Tambo & Bones is a story about two waggish characters: a tired Tambo (W. Tré Davis) and a quarter-chasing Bones (Tyler Fauntleroy) who realize they've been written into a neverending minstrel show. Set amid "fake ass trees" and "fake ass sun," straight out of the Teletubbies playbook (by Stephanie Osin Cohen), the duo spit an act of sad lies and fluff to score quarters from a gullible audience. (Like clockwork, participants in the front row dug deep into their pockets on the night I went.) Their plan: Score enough "quarters to dollars" to get out of the show.
The character's relationship to the playwright is adversarial. "You had the possibility to dream up any world you could have and the extent of your imagination was to put us in a minstrel show?" (They find the playwright — a stuffed and lifeless likeness — in the audience and angrily drag him onto the stage for public viewing.) Harris says Tambo & Bones was conceived as he thought about his days of doing poetry slams, and how he found there was an expectation for Black artists to revisit and present trauma, often in front of largely white audiences.
The bajumbled storyline is amplified with bold lighting design by Amith Chandrashaker, along with Mextly Couzin and Dominique Fawn Hill's rags-to-riches costumes that serve as a mix of rag tags and 90s streetwear.

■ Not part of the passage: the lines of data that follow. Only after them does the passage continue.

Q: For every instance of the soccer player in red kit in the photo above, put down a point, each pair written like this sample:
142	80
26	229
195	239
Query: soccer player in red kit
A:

Through every act change — each an important and necessary elevation of the plot — Tambo and Bones believe the only way out of this constant loop of oppressed caricaturism is through the extinction of white people. Whether or not that's true is not very clear after the show ends, but the plot line does offer bubbles of nervous laughter.
The real show happens when the spotlight turns to the audience. The laughter is heightened and uncomfortable throughout, many older white patrons serve stark looks of confusion, and some younger theatregoers devour the work on stage to taking in messages with a grain of salt. With that being said, Tambo & Bones's message is not immediately (or for that matter ever) clear. The play is loaded with a lot of meaningful points with piled-on distraction.
White audience members may miss the boat and simply laugh while having a grand ole good time, while Black members feel disappointed or angry with the shucking and jiving. The playwright's heart may have been in the right place, but overall the work misses the beat, and the play shortchanges its audience.